Share Dealing
A month of two halves
16 September 2009
Angus Rigby, chief executive officer of TD Waterhouse, reflects on retail trading activity in July
While June was defined by traders on the lookout for discounted buying opportunities, July was all about guessing the peak and taking profits.
Retail trading in July must be seen in the context of rallying markets. The FTSE index rose from 4,249.21 on 30 June to 4,631.61 on 30 July, while the S&P 500 index rose from 914.32 to 993.32 over the same period.

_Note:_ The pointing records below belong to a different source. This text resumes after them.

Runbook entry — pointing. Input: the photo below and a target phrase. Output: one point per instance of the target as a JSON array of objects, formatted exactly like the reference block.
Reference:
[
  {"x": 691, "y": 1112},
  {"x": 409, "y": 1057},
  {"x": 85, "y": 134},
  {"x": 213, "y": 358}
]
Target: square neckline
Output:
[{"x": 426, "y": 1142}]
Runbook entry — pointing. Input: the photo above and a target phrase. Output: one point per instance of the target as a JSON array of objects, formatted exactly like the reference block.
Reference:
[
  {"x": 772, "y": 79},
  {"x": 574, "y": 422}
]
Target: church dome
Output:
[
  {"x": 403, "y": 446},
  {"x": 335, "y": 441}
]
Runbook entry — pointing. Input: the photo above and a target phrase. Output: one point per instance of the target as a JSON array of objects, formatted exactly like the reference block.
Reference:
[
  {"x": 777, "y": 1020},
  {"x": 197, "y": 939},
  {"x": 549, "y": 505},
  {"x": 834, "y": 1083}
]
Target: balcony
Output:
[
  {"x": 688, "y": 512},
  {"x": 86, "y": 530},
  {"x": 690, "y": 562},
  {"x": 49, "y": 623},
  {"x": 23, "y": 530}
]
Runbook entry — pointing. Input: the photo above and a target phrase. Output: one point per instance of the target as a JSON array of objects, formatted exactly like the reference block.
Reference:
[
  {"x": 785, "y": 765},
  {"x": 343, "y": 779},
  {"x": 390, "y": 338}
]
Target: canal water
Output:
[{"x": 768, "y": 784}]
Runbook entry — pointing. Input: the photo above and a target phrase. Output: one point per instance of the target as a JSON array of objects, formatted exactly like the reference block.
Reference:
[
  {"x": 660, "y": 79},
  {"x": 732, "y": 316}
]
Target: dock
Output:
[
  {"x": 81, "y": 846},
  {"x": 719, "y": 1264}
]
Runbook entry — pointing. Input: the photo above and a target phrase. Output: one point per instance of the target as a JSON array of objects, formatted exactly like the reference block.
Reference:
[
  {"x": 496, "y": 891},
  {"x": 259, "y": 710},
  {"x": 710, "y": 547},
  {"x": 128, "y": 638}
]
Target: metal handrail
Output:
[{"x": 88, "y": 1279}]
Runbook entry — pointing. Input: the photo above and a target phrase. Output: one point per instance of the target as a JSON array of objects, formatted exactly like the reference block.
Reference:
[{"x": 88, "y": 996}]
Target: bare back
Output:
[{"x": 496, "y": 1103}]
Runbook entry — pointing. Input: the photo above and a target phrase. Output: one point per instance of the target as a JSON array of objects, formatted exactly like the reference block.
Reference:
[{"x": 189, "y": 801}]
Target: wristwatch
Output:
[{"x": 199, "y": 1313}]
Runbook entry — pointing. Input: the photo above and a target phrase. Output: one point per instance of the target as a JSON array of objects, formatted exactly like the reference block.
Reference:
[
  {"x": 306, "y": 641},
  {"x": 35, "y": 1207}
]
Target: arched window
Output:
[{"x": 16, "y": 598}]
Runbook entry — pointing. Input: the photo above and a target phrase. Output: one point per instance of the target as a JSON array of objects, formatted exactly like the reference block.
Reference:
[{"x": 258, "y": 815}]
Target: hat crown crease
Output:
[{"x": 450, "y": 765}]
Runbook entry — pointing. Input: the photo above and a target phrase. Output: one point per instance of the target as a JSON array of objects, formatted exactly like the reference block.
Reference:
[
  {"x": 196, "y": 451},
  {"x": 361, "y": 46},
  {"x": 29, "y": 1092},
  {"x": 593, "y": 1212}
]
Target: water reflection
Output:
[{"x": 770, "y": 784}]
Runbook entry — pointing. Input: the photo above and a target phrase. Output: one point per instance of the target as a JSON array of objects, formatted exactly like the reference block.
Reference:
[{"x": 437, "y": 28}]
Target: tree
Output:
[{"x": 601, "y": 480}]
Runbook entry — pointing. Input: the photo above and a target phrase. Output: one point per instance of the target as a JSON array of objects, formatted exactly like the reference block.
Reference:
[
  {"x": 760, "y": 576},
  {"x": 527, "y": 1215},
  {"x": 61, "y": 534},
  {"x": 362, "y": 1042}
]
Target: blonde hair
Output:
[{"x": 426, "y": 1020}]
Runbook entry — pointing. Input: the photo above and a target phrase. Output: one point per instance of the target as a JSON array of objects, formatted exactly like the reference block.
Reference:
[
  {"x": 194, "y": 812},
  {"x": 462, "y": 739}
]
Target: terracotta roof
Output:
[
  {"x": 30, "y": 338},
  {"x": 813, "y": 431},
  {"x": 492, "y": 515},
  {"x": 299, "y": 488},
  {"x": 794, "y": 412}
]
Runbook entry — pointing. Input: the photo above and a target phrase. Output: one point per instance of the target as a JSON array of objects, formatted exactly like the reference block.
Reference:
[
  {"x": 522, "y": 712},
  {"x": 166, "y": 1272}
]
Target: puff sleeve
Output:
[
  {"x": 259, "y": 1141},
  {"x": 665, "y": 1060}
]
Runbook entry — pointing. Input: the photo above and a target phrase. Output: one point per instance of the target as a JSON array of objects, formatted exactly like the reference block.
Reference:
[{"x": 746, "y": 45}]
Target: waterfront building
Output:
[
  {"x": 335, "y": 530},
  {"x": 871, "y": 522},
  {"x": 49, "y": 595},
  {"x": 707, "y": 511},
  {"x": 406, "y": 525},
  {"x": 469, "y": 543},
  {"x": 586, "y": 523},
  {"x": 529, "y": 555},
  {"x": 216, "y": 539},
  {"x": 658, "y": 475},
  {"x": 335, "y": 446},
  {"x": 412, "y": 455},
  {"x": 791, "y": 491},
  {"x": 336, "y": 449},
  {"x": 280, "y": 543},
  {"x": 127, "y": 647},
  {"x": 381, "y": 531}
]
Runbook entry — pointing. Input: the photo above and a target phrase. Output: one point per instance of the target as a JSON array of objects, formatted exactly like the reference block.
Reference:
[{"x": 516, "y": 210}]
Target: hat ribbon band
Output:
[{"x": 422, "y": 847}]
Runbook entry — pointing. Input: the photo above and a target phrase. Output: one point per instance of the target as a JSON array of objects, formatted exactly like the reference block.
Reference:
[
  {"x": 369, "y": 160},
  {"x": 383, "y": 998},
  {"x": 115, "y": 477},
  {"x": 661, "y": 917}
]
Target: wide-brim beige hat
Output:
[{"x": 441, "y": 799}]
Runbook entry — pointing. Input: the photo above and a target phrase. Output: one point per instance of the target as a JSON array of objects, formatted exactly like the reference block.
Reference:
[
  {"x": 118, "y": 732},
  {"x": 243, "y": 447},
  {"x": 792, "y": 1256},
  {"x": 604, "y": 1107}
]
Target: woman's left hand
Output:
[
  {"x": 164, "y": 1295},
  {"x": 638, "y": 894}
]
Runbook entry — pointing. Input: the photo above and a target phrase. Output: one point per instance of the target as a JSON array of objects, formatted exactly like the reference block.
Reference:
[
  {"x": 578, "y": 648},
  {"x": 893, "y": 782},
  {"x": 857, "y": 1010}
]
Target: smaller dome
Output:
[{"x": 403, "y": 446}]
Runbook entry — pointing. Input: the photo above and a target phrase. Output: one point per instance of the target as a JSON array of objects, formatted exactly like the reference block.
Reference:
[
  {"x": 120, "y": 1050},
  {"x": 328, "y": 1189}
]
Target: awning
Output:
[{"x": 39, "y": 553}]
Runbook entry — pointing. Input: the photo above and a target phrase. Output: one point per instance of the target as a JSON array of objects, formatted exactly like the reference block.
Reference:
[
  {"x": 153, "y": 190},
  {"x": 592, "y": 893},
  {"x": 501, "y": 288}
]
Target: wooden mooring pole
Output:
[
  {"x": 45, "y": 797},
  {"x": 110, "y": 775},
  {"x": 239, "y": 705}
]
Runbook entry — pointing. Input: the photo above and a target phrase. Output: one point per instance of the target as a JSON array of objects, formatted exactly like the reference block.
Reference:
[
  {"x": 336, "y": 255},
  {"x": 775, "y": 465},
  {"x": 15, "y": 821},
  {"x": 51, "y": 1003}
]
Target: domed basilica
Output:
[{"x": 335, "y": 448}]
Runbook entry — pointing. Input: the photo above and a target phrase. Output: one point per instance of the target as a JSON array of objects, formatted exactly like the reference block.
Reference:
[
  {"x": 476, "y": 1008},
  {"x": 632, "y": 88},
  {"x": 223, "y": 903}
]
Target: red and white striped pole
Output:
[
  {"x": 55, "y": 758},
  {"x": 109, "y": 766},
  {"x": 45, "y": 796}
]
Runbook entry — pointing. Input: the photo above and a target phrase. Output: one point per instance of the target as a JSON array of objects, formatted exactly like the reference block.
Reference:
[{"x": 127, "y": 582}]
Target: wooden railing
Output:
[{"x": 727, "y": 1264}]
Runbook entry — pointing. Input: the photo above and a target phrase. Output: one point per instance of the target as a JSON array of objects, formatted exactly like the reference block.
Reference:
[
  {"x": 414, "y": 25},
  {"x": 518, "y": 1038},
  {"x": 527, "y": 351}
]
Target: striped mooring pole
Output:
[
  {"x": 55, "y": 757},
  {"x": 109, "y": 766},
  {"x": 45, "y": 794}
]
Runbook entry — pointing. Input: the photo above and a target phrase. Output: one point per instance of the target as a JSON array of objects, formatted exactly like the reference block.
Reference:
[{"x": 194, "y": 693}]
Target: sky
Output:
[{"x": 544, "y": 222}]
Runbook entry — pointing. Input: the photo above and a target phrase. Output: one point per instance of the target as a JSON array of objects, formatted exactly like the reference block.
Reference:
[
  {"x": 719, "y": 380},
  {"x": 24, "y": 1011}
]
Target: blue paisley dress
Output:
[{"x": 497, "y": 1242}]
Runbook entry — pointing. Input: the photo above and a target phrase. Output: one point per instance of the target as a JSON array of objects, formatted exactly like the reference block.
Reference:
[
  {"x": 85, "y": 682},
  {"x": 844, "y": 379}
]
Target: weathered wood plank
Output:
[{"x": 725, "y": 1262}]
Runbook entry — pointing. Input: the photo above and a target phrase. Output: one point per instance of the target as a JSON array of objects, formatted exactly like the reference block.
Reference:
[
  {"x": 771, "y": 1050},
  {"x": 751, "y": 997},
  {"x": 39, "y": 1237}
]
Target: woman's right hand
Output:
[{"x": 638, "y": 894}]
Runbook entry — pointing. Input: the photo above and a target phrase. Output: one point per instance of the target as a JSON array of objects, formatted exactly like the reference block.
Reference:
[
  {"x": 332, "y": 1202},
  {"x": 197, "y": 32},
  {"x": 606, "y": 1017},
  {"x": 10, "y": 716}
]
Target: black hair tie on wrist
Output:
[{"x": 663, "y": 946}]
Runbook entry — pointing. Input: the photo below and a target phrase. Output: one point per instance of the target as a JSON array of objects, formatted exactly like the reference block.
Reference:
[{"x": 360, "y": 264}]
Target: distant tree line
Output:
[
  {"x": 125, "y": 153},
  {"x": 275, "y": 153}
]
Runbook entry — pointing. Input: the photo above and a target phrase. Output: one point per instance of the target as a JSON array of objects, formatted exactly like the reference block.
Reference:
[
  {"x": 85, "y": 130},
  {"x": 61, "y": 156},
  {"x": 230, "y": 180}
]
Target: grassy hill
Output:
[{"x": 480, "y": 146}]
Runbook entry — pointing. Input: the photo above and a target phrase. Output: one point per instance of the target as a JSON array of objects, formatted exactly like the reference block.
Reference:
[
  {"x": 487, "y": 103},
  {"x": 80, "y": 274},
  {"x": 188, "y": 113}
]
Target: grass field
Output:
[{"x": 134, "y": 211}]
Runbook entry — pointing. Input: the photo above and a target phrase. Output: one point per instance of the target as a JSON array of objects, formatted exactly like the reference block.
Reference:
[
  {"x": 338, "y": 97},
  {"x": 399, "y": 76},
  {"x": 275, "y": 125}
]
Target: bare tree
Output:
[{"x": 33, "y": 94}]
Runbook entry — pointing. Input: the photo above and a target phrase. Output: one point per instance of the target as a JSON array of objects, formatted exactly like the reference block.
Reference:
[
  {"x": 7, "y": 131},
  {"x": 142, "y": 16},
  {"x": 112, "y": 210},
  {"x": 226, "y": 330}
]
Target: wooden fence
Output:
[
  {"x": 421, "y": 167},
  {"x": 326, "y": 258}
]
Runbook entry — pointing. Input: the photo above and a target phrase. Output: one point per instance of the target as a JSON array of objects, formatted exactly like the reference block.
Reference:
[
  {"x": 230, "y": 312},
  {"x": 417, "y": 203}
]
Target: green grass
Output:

July was characterised as a month of two halves, with strong buying activity in the first two weeks, followed by a wave of selling as customers pitted nerves against careful investment strategies. On the whole, buys and sells in July were level pegging, with sells only slightly (3 per cent) ahead of buys at the end of the month.
As for the sectors of choice, trades in oil and mining stocks figured heavily, including activity in Nighthawk Energy, a UK-registered energy company and a relative newcomer to our most popular trades tables. They were accompanied by Rio Tinto, which had decided to sell its US food packaging division of aluminium subsidiary Alcan to Bemis in a $1.2 billion deal in the latest move to reduce its $38.7 billion debt pile.
Aviva also gained our customers’ interest as a potential buying opportunity. The UK’s largest insurer, which had made a point of holding its dividend when it reported full-year results in March, saw its share price fall in July following concerns that not cutting the payout could leave its capital position weakened. The insurance giant expects to boost its capital surplus by £400 million and leave shareholders around 16 times better off compared with net earnings in 2008, following the recent sale of Australian business to National Australia Bank (NAB) in a £452 million deal.
However, July was really all about the UK’s banking sector, with Lloyds, RBS and Barclays all maintaining their stronghold of the top three positions in both tables – accounting for 59.4 per cent of the top ten trades at a ratio of one bank buy for every bank sell. But it was Lloyds that established itself as the most popular trade in July accounting for 43 per cent of the top ten bank trades.